You've Done Everything Right. So Why Are You Still Constipated?
If you struggle with constipation and you've spent the last several months - or honestly, the last several years - doing everything you were told to do and are still waking up bloated, uncomfortable, and frustrated, this post is for you.
You've tried fiber, tracked your water, added the magnesium, and maybe cut out foods you used to love. And yet here you are, still not getting consistent relief and wondering what you're missing.
Here's the thing: most conventional advice simply isn't designed to solve what women in perimenopause and menopause are actually dealing with. The hormonal shifts of midlife change the way your gut functions in ways that most providers aren't talking about, and most standard protocols aren't accounting for.
This is why we built The Balanced Gut Solution program, and the approach we use with our clients inside it — the Foundation–Fix–Freedom Framework — is what we're going to walk you through today.
Let's start with a story that might feel very familiar.
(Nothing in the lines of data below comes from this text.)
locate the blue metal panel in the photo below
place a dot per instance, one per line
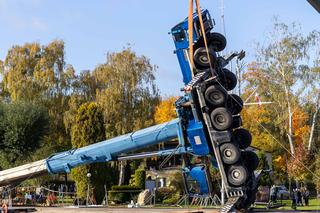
(198, 173)
(197, 138)
(109, 149)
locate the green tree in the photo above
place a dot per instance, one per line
(38, 73)
(127, 92)
(89, 129)
(22, 127)
(280, 75)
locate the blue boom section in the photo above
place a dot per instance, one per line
(108, 150)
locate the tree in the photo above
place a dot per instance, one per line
(89, 129)
(165, 111)
(127, 92)
(265, 179)
(278, 73)
(38, 73)
(22, 127)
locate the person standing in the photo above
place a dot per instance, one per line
(299, 202)
(306, 195)
(273, 194)
(4, 207)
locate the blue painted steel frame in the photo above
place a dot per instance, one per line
(108, 150)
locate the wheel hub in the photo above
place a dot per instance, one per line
(236, 174)
(228, 153)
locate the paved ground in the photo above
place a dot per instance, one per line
(133, 210)
(123, 210)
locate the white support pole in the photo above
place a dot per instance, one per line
(222, 192)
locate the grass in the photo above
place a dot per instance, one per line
(314, 204)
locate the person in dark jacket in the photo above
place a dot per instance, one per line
(299, 194)
(306, 195)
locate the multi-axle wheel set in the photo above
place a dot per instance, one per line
(223, 111)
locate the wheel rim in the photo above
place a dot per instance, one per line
(220, 119)
(203, 59)
(236, 174)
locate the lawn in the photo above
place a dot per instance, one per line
(314, 204)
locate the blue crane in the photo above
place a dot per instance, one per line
(208, 125)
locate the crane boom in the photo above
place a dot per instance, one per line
(100, 152)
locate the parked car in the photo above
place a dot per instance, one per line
(282, 192)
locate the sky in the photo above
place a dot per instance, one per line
(93, 28)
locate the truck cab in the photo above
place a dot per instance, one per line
(181, 40)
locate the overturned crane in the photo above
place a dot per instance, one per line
(208, 124)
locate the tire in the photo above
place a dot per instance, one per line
(217, 41)
(216, 95)
(228, 79)
(251, 160)
(235, 104)
(236, 122)
(237, 175)
(242, 138)
(230, 153)
(221, 118)
(201, 58)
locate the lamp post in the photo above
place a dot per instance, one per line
(88, 191)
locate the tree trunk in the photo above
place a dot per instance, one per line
(122, 172)
(314, 118)
(290, 135)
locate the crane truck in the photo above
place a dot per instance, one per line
(208, 125)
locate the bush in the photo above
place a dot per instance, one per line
(140, 178)
(164, 193)
(173, 199)
(124, 187)
(123, 194)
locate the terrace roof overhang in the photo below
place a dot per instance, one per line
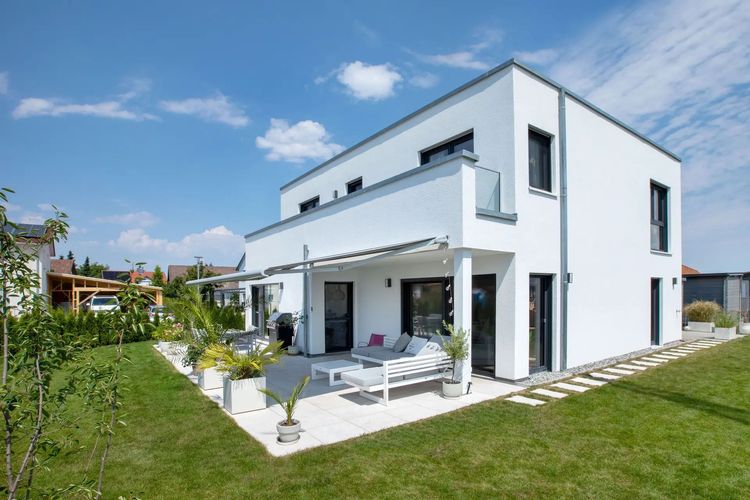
(330, 263)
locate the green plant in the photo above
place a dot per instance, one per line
(702, 311)
(290, 404)
(725, 319)
(456, 347)
(241, 366)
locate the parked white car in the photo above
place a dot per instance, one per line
(104, 303)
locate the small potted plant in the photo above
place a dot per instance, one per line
(288, 428)
(725, 325)
(245, 373)
(456, 347)
(293, 349)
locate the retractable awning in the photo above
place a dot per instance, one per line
(330, 263)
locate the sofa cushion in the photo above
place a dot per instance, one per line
(415, 345)
(367, 377)
(402, 342)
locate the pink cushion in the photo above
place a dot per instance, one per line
(376, 339)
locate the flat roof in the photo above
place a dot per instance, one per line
(471, 83)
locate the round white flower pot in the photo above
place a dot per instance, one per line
(288, 434)
(210, 378)
(452, 390)
(243, 395)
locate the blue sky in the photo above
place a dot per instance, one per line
(164, 129)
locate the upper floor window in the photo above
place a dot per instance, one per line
(540, 161)
(353, 186)
(309, 204)
(464, 142)
(659, 216)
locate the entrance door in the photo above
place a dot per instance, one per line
(540, 323)
(339, 315)
(655, 311)
(483, 323)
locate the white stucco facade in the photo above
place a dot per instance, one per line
(609, 173)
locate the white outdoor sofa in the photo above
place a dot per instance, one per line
(396, 368)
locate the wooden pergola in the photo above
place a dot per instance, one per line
(78, 290)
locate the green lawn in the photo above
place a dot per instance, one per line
(680, 430)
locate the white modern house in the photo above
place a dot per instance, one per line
(510, 207)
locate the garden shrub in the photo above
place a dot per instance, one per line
(702, 311)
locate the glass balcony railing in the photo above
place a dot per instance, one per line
(487, 189)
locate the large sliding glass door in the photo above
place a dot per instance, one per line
(483, 323)
(540, 323)
(424, 306)
(339, 316)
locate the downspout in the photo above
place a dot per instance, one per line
(564, 273)
(306, 301)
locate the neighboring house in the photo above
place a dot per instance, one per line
(65, 266)
(510, 207)
(29, 236)
(730, 290)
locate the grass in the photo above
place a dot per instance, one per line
(680, 430)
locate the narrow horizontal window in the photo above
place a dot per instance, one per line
(465, 142)
(309, 204)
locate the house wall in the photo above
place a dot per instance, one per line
(609, 177)
(486, 108)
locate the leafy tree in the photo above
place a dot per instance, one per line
(158, 279)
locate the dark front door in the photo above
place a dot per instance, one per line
(339, 316)
(483, 323)
(655, 311)
(540, 323)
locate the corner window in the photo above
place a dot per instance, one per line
(540, 161)
(465, 142)
(659, 216)
(309, 204)
(354, 186)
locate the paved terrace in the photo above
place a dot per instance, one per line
(332, 414)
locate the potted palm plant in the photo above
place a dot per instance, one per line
(456, 347)
(245, 373)
(288, 428)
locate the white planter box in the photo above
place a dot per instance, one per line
(243, 395)
(210, 378)
(699, 326)
(726, 333)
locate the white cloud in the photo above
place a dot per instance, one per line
(367, 81)
(217, 244)
(133, 219)
(304, 140)
(35, 106)
(424, 80)
(541, 56)
(679, 71)
(217, 108)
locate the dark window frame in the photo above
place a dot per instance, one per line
(657, 207)
(357, 183)
(308, 205)
(542, 185)
(449, 146)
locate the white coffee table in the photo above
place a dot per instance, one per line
(331, 368)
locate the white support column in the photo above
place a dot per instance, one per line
(462, 303)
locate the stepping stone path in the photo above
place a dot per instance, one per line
(618, 371)
(571, 387)
(588, 381)
(525, 401)
(592, 380)
(550, 394)
(632, 367)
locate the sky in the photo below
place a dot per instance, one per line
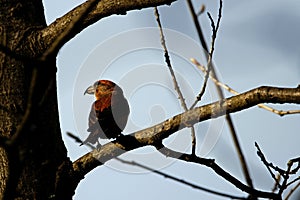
(256, 45)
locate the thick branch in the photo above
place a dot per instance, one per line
(103, 9)
(156, 133)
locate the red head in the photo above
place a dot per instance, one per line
(102, 88)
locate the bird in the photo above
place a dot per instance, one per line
(109, 112)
She Was Doing Everything Right, But She Was Still Constipated and Getting Worse
Deena had a habit of taking photos of her stomach.
Not because she wanted to, but because she felt like she had to prove to her providers how bad things had gotten.
By the end of the day, her abdomen would swell so much that she barely recognized her own body. She brought the photos to her doctors hoping they could explain what she had been feeling for years, and especially over the past year, when everything seemed to get worse all at once.
Constipation had always been part of Deena's life. She'd been told by her mom that even as a baby she had struggled.
But this felt different, heavier, more uncomfortable and more constant than anything she’d experienced before.
She was told what many women are told: try more fiber, drink more water, add magnesium, try a low FODMAP diet.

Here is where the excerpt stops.